Makes sense, needs testing with a lot wider workloads. I'll take a look.
Nikita Danilov <[email protected]> wrote:
>
> Don't call ->writepage from VM scanner when page is met for the first time
> during scan.
I don't think we need all the code reorganisation. Something like this:
include/linux/page-flags.h | 7 +++++++
mm/page_alloc.c | 1 +
mm/truncate.c | 2 ++
mm/vmscan.c | 10 ++++++++--
5 files changed, 18 insertions(+), 2 deletions(-)
diff -puN include/linux/mm_inline.h~skip-writepage include/linux/mm_inline.h
diff -puN include/linux/page-flags.h~skip-writepage include/linux/page-flags.h
--- 25/include/linux/page-flags.h~skip-writepage 2003-07-09 02:58:48.000000000 -0700
+++ 25-akpm/include/linux/page-flags.h 2003-07-09 02:58:48.000000000 -0700
@@ -75,6 +75,7 @@
#define PG_mappedtodisk 17 /* Has blocks allocated on-disk */
#define PG_reclaim 18 /* To be reclaimed asap */
#define PG_compound 19 /* Part of a compound page */
+#define PG_skipped 20 /* ->writepage() was skipped on this page */
/*
@@ -267,6 +268,12 @@ extern void get_full_page_state(struct p
#define SetPageCompound(page) set_bit(PG_compound, &(page)->flags)

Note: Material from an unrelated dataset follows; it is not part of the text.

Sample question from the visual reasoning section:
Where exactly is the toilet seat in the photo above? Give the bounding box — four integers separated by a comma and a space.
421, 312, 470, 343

#define ClearPageCompound(page) clear_bit(PG_compound, &(page)->flags)
+#define PageSkipped(page) test_bit(PG_skipped, &(page)->flags)
+#define SetPageSkipped(page) set_bit(PG_skipped, &(page)->flags)
+#define TestSetPageSkipped(page) test_and_set_bit(PG_skipped, &(page)->flags)
+#define ClearPageSkipped(page) clear_bit(PG_skipped, &(page)->flags)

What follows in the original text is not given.